His eyes almost teared up but didn't "this is beautiful and your favorite quote" said Connor "yeah i made this from my own stuff that i had when i did DIY videos" i said "come here" he said pulling me near his hospital bed "awhhhh" everyone in the room said i blushed. I never kissed anyone in front of anyone before this was new. "so i guess you liked it?" i said laughing "yes i will look at it and think of you when i am sitting in this bed" he said putting my gift on his night stand.

"I should go  it's getting late"  i said kissing and hugging everyone "bye Bethany we love you" said Ricky's mom. I walked with Mere to her car "you really missed Ricky" said Mere "I missed everybody, it was awersome to see everyone i missed the boys and Andrea and Jenny and Rebecca" i said looking at her laughing "well you haven'y been out of your room since the accident"  said Meredith "yeah I know" i simply said looking out her window thinking about Ricky and the driver crashing.

"Thank you for driving me home I'll talk to you after Graduation" i said "oh don't mention it" said Mere I hug her and walked into the room going to break down and cry i didn't want to cry in front of Ricky and everyone else. When i walked to my room it was pitch black Katie must been Sleeping i climbed into bed and cry my heart out i heard someone wake up "Beth?" asked a voice "Kat go back to sleep" i said through my tears "are you okay Bethany?"  asked Kat sleepily "i am just stressed about Graduation that's all" i lied "oh don't be stressed you'll be fine, trust me you can get through life not like some people.

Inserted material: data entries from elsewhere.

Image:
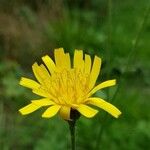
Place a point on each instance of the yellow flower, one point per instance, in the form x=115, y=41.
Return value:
x=65, y=86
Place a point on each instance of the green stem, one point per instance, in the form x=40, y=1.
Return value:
x=72, y=133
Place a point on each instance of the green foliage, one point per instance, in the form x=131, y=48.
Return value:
x=31, y=29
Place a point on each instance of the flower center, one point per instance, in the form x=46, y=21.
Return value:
x=69, y=86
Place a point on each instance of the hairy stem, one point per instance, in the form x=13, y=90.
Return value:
x=72, y=133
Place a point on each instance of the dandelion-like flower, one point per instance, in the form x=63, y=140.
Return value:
x=66, y=86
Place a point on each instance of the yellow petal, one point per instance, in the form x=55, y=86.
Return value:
x=49, y=64
x=29, y=109
x=59, y=57
x=87, y=64
x=36, y=72
x=95, y=71
x=87, y=111
x=78, y=60
x=65, y=112
x=43, y=102
x=51, y=111
x=101, y=86
x=29, y=83
x=111, y=109
x=41, y=92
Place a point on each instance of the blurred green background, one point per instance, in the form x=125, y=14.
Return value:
x=30, y=29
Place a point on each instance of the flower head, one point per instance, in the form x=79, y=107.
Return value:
x=67, y=86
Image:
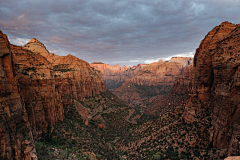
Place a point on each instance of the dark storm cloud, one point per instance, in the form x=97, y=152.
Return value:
x=124, y=32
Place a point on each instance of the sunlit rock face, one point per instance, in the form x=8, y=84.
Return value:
x=37, y=87
x=155, y=79
x=16, y=140
x=74, y=78
x=215, y=85
x=115, y=75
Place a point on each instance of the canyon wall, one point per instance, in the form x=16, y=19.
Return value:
x=16, y=139
x=215, y=86
x=115, y=75
x=155, y=79
x=37, y=88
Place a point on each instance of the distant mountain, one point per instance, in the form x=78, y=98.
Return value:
x=115, y=75
x=155, y=79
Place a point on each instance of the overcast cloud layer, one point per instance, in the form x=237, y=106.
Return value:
x=116, y=31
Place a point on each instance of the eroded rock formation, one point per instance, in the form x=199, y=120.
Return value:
x=37, y=88
x=115, y=75
x=155, y=79
x=15, y=131
x=215, y=86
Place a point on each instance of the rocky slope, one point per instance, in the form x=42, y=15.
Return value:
x=161, y=104
x=215, y=85
x=49, y=86
x=115, y=75
x=206, y=125
x=74, y=78
x=15, y=131
x=155, y=79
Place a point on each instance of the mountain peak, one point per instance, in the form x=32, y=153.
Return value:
x=36, y=46
x=34, y=40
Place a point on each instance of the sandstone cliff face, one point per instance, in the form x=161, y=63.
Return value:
x=16, y=140
x=38, y=89
x=115, y=75
x=74, y=78
x=215, y=86
x=155, y=79
x=160, y=104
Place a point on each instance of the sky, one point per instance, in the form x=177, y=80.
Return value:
x=124, y=32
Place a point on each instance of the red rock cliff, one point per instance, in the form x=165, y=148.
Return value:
x=215, y=86
x=74, y=78
x=16, y=140
x=115, y=75
x=155, y=79
x=38, y=89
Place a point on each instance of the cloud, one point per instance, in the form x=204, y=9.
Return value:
x=21, y=16
x=126, y=31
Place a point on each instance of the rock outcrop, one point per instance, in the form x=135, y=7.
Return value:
x=74, y=78
x=155, y=79
x=16, y=140
x=160, y=104
x=215, y=86
x=37, y=88
x=115, y=75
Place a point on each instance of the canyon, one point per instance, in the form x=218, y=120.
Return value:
x=59, y=107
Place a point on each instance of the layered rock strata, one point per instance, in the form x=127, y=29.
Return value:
x=155, y=79
x=16, y=140
x=215, y=85
x=37, y=88
x=115, y=75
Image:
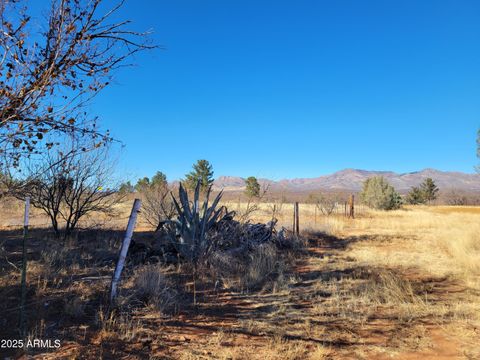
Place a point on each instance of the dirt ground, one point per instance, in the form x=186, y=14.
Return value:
x=379, y=287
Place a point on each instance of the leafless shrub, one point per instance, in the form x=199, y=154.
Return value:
x=49, y=72
x=66, y=188
x=152, y=287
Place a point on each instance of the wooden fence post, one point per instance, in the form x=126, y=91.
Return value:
x=24, y=268
x=124, y=249
x=352, y=206
x=297, y=220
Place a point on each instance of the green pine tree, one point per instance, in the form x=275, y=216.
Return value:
x=159, y=179
x=203, y=171
x=429, y=189
x=141, y=183
x=415, y=196
x=379, y=194
x=252, y=187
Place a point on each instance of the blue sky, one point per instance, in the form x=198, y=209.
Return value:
x=285, y=89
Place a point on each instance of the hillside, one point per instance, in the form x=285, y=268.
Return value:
x=351, y=180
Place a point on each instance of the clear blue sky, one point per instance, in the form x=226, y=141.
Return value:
x=285, y=89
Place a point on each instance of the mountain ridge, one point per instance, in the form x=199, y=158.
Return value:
x=351, y=180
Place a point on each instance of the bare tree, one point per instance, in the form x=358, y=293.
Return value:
x=50, y=70
x=69, y=187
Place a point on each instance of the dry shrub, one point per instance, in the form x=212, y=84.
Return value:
x=386, y=287
x=74, y=307
x=151, y=287
x=120, y=326
x=263, y=265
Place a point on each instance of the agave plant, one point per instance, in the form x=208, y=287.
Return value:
x=191, y=238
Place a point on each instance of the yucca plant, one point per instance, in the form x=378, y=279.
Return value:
x=190, y=230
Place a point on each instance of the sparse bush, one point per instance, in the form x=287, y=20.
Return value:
x=203, y=172
x=189, y=233
x=326, y=203
x=429, y=190
x=415, y=196
x=252, y=187
x=151, y=286
x=68, y=187
x=379, y=194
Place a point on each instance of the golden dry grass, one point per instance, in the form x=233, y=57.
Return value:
x=402, y=284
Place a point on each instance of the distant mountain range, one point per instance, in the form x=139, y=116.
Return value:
x=352, y=179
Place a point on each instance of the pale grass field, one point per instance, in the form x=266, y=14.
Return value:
x=403, y=284
x=405, y=247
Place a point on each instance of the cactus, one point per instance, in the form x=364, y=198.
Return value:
x=190, y=229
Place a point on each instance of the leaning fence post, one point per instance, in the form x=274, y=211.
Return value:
x=24, y=268
x=297, y=218
x=124, y=249
x=352, y=206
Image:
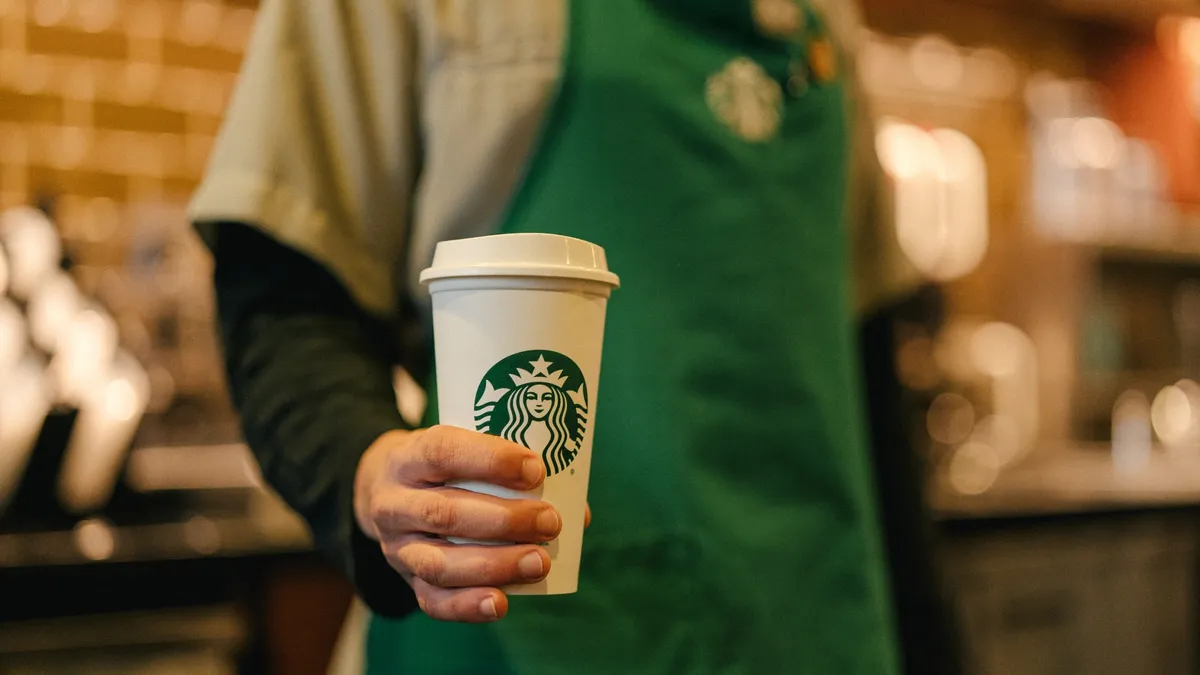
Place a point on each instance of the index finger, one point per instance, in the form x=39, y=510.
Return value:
x=441, y=454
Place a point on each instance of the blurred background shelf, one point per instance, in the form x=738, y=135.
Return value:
x=1078, y=479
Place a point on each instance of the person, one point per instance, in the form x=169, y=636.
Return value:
x=719, y=153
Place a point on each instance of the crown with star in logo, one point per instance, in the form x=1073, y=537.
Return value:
x=539, y=375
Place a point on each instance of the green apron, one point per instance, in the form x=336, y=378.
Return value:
x=735, y=527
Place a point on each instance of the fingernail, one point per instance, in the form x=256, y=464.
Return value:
x=487, y=608
x=549, y=523
x=532, y=471
x=531, y=566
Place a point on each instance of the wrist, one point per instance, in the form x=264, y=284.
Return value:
x=371, y=466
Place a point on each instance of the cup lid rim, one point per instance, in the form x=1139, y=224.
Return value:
x=520, y=255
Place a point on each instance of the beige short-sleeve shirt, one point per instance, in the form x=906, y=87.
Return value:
x=363, y=132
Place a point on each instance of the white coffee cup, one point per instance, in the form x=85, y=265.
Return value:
x=517, y=330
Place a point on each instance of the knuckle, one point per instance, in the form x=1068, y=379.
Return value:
x=379, y=513
x=437, y=513
x=437, y=448
x=425, y=563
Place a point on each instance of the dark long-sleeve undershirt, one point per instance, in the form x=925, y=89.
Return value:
x=311, y=376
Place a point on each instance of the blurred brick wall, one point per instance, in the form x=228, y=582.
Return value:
x=112, y=102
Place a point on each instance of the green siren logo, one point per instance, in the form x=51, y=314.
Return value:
x=539, y=400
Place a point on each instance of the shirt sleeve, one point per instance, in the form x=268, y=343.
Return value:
x=318, y=147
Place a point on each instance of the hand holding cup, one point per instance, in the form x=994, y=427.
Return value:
x=403, y=500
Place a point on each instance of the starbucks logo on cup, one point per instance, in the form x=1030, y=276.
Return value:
x=539, y=400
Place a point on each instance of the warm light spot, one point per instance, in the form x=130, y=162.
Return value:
x=936, y=63
x=1171, y=416
x=95, y=539
x=121, y=400
x=973, y=469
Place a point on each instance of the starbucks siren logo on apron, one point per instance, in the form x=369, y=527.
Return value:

The real reason is I am afraid of Ricky Dying of how severe his injerys are "We can talk in the morning when we get our coffee" said Kat asleep "okay" i said then i finally fell asleep with a nightmare...

"RICKY DON'T LEAVE ME PLEASE" i scram when Ricky's heart beat went slower and slower "Ricky please don't" i whisper holding his hand tears streaming down my face "Beth- I Love you" said Ricky his final words to me. The final words he'll always to me and met it too every time "I love you too Ricky more than anything in the world" i said kissed him one last time . Last time I'll Kiss him in a hospital bed Last time I'll see him Last words . Memories flashed through my eyes first time we met in a seven eleven with Zach the first kiss. first cuddle the first time we did anything together flashed through my mind like a movie "Please don't leave me i need you O2L needs you the fans need you" I whispered in his ear. "Beth... I'm sorry he's gone" said the nurse "no he can't be. He Can't. He can't leave me" i said crying harder than ever "I'm so sorry Bethany" said the O2L guys all hugging me. "I can't believe it. It's true he-he is gone couldn't tell him how much I love him" I said.

I woke up when Kat woke me up at 10 AM "what happened?" asked Kat I feel my eyes then pillow "I had a night mare" I said breathing deeply "Don't go to Class I'll get your work you need to calm down" instructed Katie "okay thank you for being an amazing friend" i said hugging her "no thank you" She said walking out the door. now i can make a Video about Ricky now i can tell his fans what really happened to him "Hey guys I haven't talked to you in a while, as you guys might read that my boyfriend Ricky been in a  bad car accident it's true sadly" i said tearing up "I know it's hard for you to see or read something must not be true but turns out to be.. well true kills you inside like i did for me" i continue.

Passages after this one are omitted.